GABAAR, which consists of the GABRA1 subunit involved, is an important inhibitory receptor in the nervous system. Since the concentration of chloride ions in most neuronal cells is low compared to the extracellular ones, when GABAAR is activated by GABA, the receptor channel opens and the chloride ions flow into the cell, which hyperpolarizes the neuronal cell membrane, raises the threshold of generating an action potential, and reduces the neural excitability; whereas, when the GABAAR dysfunction leads to blockage of GABA transmission and increased neuronal cell excitability, ultimately leading to epilepsy.
Figure 1. The major sites of action of antiseizure medications. (Feng Y, et al., 2022)
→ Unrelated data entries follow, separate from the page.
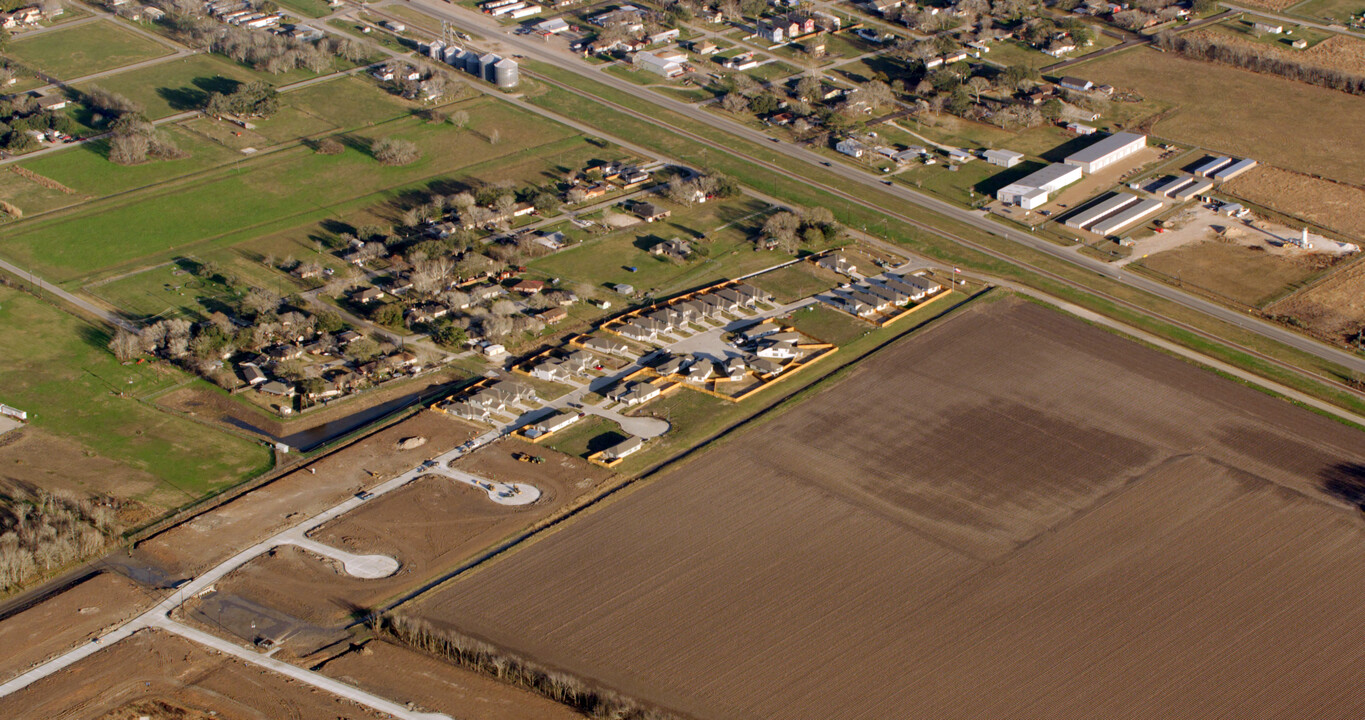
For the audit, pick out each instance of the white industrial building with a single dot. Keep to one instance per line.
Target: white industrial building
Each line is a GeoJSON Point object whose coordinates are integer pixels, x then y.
{"type": "Point", "coordinates": [1126, 217]}
{"type": "Point", "coordinates": [1107, 152]}
{"type": "Point", "coordinates": [1005, 159]}
{"type": "Point", "coordinates": [1033, 189]}
{"type": "Point", "coordinates": [665, 63]}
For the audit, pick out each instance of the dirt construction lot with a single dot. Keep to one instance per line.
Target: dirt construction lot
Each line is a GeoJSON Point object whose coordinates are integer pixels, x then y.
{"type": "Point", "coordinates": [429, 526]}
{"type": "Point", "coordinates": [1076, 528]}
{"type": "Point", "coordinates": [429, 683]}
{"type": "Point", "coordinates": [167, 678]}
{"type": "Point", "coordinates": [67, 619]}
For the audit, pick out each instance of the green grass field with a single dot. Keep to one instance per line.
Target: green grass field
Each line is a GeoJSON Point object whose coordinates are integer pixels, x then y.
{"type": "Point", "coordinates": [827, 324]}
{"type": "Point", "coordinates": [1328, 10]}
{"type": "Point", "coordinates": [176, 85]}
{"type": "Point", "coordinates": [88, 168]}
{"type": "Point", "coordinates": [58, 369]}
{"type": "Point", "coordinates": [313, 8]}
{"type": "Point", "coordinates": [254, 196]}
{"type": "Point", "coordinates": [83, 49]}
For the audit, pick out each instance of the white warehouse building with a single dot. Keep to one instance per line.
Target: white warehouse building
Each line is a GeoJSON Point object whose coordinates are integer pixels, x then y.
{"type": "Point", "coordinates": [1035, 187]}
{"type": "Point", "coordinates": [1107, 152]}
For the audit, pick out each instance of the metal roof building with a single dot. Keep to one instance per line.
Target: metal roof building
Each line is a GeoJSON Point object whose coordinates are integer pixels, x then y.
{"type": "Point", "coordinates": [1107, 150]}
{"type": "Point", "coordinates": [1033, 189]}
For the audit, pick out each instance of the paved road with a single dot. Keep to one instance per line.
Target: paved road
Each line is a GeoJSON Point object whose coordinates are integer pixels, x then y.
{"type": "Point", "coordinates": [856, 176]}
{"type": "Point", "coordinates": [160, 615]}
{"type": "Point", "coordinates": [56, 291]}
{"type": "Point", "coordinates": [1290, 19]}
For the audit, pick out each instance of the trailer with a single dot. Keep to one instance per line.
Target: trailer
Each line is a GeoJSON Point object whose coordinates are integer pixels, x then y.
{"type": "Point", "coordinates": [1098, 212]}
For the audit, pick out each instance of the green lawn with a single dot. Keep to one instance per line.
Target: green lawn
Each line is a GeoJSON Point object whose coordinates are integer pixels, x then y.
{"type": "Point", "coordinates": [88, 170]}
{"type": "Point", "coordinates": [1330, 10]}
{"type": "Point", "coordinates": [313, 8]}
{"type": "Point", "coordinates": [58, 369]}
{"type": "Point", "coordinates": [249, 198]}
{"type": "Point", "coordinates": [827, 324]}
{"type": "Point", "coordinates": [83, 49]}
{"type": "Point", "coordinates": [176, 85]}
{"type": "Point", "coordinates": [795, 282]}
{"type": "Point", "coordinates": [602, 261]}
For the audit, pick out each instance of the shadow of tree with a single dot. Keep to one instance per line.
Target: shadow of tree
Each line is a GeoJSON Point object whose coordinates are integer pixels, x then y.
{"type": "Point", "coordinates": [1345, 481]}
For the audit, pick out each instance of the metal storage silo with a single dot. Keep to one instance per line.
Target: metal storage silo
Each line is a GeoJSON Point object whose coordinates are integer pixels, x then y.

The pathogenic mechanism after mutation of this gene is mainly twofold:
(1) GABRA1 gene mutation can lead to chloride channel dysfunction by affecting the binding of the neurotransmitter GABA to the receptor, which will prevent the generation of effective inhibitory postsynaptic potentials, thus increasing neuronal cell excitability and leading to epileptiform discharges;
(2) GABRA1 gene variants can cause the loss of function of GABAAR, and when its function is lost it will not be able to complete integration at the cell membrane properly, thus affecting the postsynaptic inhibition function mediated by it, leading to epileptiform discharges.
Among the available reported cases, hereditary GABRA1 gene mutations account for the minority, and de novo mutations predominate. The phenotypic similarity of patients carrying the same GABRA1 variant within the same family line is suggestive in evaluating the prognosis of children with a parental origin of the variant, as well as clarifying the direction of early treatment of such children. In terms of age of onset, most of the children had onset in infancy.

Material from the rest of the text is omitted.